In the case of enterprise/high security applications it becomes more acceptable to use this data to filter on specific authenticators, or characteristics during the initial implementation.
The FIDO specification mentions the recommendation to cache the metadata BLOB object. The download example above will only grab the metadata BLOB when the WebAuthn Server is initially started. You may modify this behavior to grab an updated version of the repository on a cadence specified by your business requirements. The FIDO Alliance’s recommendation is to download the updated BLOB once a month. Caching will also help with performance as it may cut down on the time needed to grab the full repository in the case that the server requires a restart before the next scheduled update.
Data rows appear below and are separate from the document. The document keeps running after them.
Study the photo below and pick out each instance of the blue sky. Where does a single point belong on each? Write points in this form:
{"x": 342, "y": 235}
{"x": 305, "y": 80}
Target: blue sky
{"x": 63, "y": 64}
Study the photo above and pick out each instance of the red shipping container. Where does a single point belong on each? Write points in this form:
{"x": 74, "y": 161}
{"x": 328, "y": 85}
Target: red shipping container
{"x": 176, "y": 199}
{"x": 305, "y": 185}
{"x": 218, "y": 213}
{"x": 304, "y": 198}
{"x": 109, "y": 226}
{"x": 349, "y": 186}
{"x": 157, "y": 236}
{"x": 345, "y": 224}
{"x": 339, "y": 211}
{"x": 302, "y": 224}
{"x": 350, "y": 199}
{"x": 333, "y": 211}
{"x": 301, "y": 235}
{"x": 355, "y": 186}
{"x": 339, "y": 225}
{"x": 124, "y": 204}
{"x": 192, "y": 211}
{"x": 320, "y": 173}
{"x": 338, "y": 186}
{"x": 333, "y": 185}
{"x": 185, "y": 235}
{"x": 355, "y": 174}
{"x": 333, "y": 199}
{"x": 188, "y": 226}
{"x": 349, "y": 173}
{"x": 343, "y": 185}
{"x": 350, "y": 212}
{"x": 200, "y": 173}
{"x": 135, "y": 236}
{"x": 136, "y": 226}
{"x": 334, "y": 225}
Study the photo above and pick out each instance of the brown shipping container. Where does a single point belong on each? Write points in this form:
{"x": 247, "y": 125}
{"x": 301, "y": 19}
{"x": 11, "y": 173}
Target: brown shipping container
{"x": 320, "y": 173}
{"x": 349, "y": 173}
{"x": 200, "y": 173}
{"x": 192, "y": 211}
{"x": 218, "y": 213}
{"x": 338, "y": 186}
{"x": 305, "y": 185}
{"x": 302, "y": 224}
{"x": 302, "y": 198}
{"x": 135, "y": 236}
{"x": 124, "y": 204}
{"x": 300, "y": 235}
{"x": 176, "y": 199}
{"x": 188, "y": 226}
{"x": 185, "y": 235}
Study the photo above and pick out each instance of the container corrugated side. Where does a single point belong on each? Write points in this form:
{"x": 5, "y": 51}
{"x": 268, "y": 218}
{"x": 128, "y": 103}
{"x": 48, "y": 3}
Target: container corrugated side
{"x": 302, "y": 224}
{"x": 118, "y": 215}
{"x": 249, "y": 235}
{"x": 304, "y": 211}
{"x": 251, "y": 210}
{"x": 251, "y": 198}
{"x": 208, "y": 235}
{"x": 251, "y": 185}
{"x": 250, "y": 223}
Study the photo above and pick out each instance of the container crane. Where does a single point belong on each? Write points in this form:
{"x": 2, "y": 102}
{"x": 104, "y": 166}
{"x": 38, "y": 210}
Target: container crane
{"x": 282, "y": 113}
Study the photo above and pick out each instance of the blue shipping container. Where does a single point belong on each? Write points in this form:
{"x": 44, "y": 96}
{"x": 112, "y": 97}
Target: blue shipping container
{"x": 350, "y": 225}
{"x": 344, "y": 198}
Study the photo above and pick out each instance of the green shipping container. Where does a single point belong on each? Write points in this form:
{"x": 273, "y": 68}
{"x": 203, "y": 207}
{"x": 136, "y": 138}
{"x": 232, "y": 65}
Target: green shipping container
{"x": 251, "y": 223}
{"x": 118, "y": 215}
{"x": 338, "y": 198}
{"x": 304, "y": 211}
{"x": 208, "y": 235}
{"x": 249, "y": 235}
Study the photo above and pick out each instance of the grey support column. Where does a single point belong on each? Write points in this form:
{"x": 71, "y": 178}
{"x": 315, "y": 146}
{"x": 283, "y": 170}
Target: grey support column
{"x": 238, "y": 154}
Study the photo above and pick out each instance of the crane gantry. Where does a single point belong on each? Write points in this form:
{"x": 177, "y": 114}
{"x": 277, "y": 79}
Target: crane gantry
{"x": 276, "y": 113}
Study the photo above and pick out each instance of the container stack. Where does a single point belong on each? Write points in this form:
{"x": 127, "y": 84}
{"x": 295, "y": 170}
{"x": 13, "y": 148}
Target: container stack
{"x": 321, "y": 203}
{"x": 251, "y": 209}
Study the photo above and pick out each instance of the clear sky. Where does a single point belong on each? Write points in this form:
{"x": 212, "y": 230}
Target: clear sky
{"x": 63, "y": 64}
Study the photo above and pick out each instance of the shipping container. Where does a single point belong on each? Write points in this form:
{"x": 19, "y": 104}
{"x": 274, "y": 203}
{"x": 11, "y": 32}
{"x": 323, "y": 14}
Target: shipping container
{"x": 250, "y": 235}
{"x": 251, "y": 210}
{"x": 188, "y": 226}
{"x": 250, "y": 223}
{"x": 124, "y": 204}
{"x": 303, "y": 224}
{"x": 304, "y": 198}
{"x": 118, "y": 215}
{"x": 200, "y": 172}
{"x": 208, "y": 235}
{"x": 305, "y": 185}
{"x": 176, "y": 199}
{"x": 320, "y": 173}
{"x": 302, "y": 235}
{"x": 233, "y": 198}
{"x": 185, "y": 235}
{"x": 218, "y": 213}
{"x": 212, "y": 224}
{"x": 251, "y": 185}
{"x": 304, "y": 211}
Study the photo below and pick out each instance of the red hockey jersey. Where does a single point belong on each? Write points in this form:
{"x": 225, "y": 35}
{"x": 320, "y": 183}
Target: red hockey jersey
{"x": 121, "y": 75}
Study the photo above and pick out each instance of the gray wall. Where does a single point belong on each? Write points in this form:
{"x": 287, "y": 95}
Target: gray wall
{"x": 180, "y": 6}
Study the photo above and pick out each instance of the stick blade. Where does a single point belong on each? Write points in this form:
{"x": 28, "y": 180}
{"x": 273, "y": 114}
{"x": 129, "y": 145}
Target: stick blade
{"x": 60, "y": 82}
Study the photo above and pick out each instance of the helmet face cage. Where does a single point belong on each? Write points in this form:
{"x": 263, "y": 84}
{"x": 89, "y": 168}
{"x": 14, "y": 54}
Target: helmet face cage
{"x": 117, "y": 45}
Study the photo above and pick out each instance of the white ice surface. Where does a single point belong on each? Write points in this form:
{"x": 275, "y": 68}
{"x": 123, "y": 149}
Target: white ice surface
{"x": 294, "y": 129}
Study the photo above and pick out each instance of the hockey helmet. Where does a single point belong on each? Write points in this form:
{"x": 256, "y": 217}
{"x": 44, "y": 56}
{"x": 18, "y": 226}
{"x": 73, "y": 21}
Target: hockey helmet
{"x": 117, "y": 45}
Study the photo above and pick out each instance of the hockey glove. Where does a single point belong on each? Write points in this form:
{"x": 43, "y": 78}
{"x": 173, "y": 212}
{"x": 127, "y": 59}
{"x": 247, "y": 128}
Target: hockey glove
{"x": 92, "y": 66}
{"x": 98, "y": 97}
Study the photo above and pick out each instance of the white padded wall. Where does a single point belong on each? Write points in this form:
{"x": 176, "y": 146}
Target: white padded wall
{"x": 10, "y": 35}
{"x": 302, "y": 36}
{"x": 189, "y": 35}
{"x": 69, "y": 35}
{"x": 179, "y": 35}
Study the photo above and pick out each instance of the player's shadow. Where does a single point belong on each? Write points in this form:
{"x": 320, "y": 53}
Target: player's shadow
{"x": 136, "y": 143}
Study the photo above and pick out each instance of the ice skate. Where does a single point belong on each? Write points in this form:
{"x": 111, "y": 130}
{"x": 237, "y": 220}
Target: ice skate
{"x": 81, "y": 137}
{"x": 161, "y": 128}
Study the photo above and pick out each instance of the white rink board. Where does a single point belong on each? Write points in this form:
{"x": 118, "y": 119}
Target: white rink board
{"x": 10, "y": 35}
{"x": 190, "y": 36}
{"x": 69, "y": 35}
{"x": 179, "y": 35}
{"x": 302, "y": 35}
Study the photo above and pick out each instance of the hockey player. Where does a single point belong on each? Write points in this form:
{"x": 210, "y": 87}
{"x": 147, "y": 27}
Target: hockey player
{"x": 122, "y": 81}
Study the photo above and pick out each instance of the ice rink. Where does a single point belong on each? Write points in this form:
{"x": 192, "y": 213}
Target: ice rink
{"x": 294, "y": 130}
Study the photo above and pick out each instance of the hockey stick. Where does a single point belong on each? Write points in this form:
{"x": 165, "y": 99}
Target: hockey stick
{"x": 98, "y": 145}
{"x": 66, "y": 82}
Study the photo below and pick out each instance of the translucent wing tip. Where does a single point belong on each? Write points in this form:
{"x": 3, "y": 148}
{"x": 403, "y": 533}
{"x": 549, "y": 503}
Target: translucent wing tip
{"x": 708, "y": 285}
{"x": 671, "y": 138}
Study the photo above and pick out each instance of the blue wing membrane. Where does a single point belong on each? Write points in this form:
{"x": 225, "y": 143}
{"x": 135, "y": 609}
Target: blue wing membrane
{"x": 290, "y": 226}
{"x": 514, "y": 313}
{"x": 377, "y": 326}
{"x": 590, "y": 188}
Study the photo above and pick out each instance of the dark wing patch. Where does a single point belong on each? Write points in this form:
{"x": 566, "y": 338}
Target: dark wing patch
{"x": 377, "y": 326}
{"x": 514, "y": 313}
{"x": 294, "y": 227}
Some applications, especially in the enterprise space, may require the use of specific authenticators. In this case instead of adding all of the repository into a Trusted Attestation group (and additionally filtering to get a subset of the entire BLOB), it might make more sense to construct your own BLOB with the limited authenticators that you plan to allow. MDS acts as a baseline for most Relying Parties, so it’s up to you to determine the affect on your users if you were to deny certain authenticators.